BuurtLAB is klein. Klein is het nieuwe groot. BuurtLAB is plat. Plat is het nieuwe topdown. Organisaties als BuurtLAB zijn de hark (een traditionele, topdown organisatievorm) voorbij, maar hebben wel met harken te maken en moeten oppassen niet aangeharkt te worden. ‘Zo Bart, ik ben uitgenodigd door een grote gemeentelijke dienst. Ze willen met ons praten over natuur en milieu educatie,’ roept Edward bij de eerste bak koffie koffie in de ochtend.

‘Dat is toevallig zeg. Ik word net gebeld door een Hogeschool. Ze willen met ons in gesprek. We schijnen het anders te doen en dat valt op. Die sociale opleidingen liggen een beetje op zijn gat en ze willen van ons horen hoe het anders moet,’ reageert Bart. Edward zucht: ‘Eindelijk erkenning.’

Na de koffie gaan beiden hun weg. Edward meldt zich aan de balie van de gemeentelijke dienst, Bart aan die van de hogeschool. Per lift gaan ze omhoog langs vele verdiepingen vol kantoren gevuld met medewerkers. Wat een complexe systemen.

Na 3 uur van overleg, gesprek en dialoog ontmoeten de heren elkaar in een grand cafe. Onder het genot van een cappuccino brengen ze elkaar verslag uit. ‘Zo, ik had een gesprek met 3 mensen over vernieuwend natuur en milieu-educatie. Ze zien ons als vernieuwers. We zitten in een werkgroep ‘Vernieuwend Natuur & Milieu Educatie versie 2.0’ en mogen meedenken. Er is geen budget voor een vergoeding,’ vertelt Edward enthousiast.

‘De hogeschool wil volgens mij echt zaken doen met BuurtLAB, Ed. Ik doe mee aan de werkveldcommissie van de hogeschool. Maar ook geen budget Ed,’ legt Bart uit. Ja, dat kleine BuurtLAB wordt serieus genomen. Het jaar gaat voorbij. De sociale ondernemers van BuurtLAB steken tijd en energie in de werkgroepen en commissies. Want als je a zegt, moet je ook b zeggen. Afhaken is geen optie. Doorzetten, de schouders eronder is hun motto. Lekker meedenken, kennis delen en verbinden en dan komt er vanzelf chemie.
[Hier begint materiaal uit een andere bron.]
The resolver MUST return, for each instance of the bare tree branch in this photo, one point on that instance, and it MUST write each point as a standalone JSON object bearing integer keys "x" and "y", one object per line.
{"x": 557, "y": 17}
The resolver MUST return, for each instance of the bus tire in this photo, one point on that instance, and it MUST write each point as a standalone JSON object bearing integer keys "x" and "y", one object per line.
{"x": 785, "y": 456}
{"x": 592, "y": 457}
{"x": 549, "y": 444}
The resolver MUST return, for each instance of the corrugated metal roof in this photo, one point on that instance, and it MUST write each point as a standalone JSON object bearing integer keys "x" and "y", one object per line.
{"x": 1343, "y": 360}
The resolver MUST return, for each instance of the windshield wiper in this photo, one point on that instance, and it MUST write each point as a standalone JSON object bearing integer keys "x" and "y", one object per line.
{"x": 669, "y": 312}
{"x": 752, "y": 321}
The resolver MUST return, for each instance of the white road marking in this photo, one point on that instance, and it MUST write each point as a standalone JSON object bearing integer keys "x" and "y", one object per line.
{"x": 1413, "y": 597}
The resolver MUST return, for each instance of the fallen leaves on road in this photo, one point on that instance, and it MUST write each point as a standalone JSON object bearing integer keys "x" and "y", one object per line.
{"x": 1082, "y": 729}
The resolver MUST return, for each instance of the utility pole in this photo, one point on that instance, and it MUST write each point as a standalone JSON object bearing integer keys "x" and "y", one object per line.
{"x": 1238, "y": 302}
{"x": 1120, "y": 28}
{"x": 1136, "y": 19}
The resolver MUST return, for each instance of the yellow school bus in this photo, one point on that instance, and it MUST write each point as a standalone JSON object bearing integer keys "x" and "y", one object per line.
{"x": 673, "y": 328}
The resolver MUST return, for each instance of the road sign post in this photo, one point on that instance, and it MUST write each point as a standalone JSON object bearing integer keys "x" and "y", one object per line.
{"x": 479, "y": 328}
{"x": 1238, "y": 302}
‘Bart, ik heb vanochtend weer een meeting met de werkgroep ‘Vernieuwend Natuur & Milieueducatie versie 2.0’,’ zegt Edward. ‘Hoe loopt dat nou?’ vraagt Bart geïnteresseerd. ‘Nou, we hebben nu 7 bijeenkomsten gehad en de eerste contouren van een stedelijk plan staan op papier. We hebben een missie en visie. Wordt volgens mij een flink lijvig stuk. We worden er wel in genoemd. En hoe is het jouw commissie van de hogeschool dan?’ antwoordt Edward. ‘De samenstelling wisselt iedere keer, maar we hebben wel een stip aan de horizon met elkaar. We weten waar we naartoe willen. En de hogeschool vindt het belangrijk dat wij aan die horizon verschijnen. Klein is het nieuwe groot,’ legt Bart kort uit.

Toeval of niet, maar beiden horen een mail in hun mailbox vallen. ‘Van de hogeschool Ed. Ze gaan volgend jaar door met de werkveldcommissie en wij doen mee,’ leest Bart voor. ‘O, ik heb ook bericht over dat NME. Het management kon zich niet helemaal vinden in de opzet en daar gaan we komend jaar mee verder. Wij mogen nog meedenken,’ zegt Edward. Het is stil.

Edward kijkt naar buiten. Zijn blik is gericht op een auto die geparkeerd staat. Dan kantelt zijn stemming en zegt geïrriteerd: ’Bart, we staan gewoon in al die werkgroepen en commissies geparkeerd. Er is geen beweging. Moet je ons horen lullen. We praten al in hun termen. En wij betalen ook nog het parkeergeld. Uit eigen zak!!!! ’Het besef dringt door dat ze in handen zijn gevallen van grote harken. Hoe naïef kun je zijn. Ze harken al hun moed bij elkaar en melden zich af voor de commissies en werkgroepen.